While the buyout of Buckeye is a positive for the sector as a whole, it deals “another blow to the MLP structure, which loses its fifth-largest remaining MLP,” Howard said. That “will make it even more challenging for asset managers focused specifically on MLPs to put money to work.”

IFM had A$126.8 billion ($88.8 billion) under management as of March 31, according to its website. It’s a well-known infrastructure player with a “huge backlog of capital they need to deploy,” Howard added. “This deal allows them to do that.”

Buckeye said last year it was considering strategic options. That led to the company divesting storage and pipeline assets, included the sale of the company’s stake in VTTI BV back to a Vitol investment vehicle and IFM for $975 million after buying it in 2017 for $1.15 billion.

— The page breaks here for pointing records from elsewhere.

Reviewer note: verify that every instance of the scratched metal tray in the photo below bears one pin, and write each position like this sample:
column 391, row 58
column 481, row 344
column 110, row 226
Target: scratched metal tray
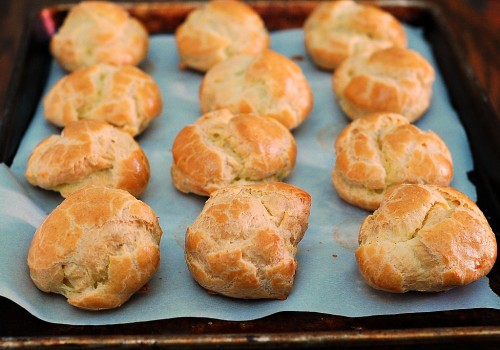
column 19, row 329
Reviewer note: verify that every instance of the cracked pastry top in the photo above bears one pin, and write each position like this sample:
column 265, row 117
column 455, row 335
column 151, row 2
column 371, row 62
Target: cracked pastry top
column 222, row 149
column 218, row 30
column 124, row 96
column 336, row 30
column 268, row 84
column 243, row 243
column 391, row 80
column 425, row 238
column 97, row 248
column 381, row 150
column 89, row 152
column 99, row 32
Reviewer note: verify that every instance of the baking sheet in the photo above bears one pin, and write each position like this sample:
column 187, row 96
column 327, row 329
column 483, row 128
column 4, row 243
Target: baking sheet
column 327, row 280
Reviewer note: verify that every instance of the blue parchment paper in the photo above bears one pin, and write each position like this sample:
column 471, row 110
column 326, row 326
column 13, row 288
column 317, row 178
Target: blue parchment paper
column 327, row 280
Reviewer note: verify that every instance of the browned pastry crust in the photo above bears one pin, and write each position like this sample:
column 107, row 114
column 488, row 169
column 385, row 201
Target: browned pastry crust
column 218, row 30
column 125, row 97
column 382, row 150
column 99, row 32
column 97, row 248
column 222, row 149
column 243, row 244
column 425, row 238
column 391, row 80
column 268, row 84
column 89, row 152
column 336, row 30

The acquisition would be the third-largest of a U.S. pipeline company announced in the past 12 months, according to data compiled by Bloomberg. It comes two days after Marathon Petroleum Corp. agreed to merge two pipeline partnerships is controls in a deal valued at about $9 billion.

The so-called U.S. midstream industry — encompassing pipelines and other oil and gas infrastructure — has struggled to attract investors despite a need for new assets in places including the prolific Permian Basin of West Texas and New Mexico.

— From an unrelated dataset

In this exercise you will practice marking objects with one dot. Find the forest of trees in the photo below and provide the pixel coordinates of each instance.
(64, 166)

There were 80 deals targeting U.S. pipeline companies announced last year, the highest according to data compiled by Bloomberg going back 12 years.

Separately on Friday, Prostar Capital, another private equity firm, agreed to acquire an oil terminal from NuStar Energy LP for about $250 million.

Buckeye traces its roots to 1886 as a subsidiary of the Standard Oil Co., according to its website. The name stems from its original purpose, supplying refineries in northwestern Ohio — the Buckeye state. Buckeye’s units have climbed 12% this year through yesterday, better than the 9% average increase of MLPs on the Alerian index.

Friday’s deal is expected to be completed in the fourth quarter, subject to closing conditions. Units of Buckeye surged 28 percent to $41.81 at 11:42 a.m. in New York.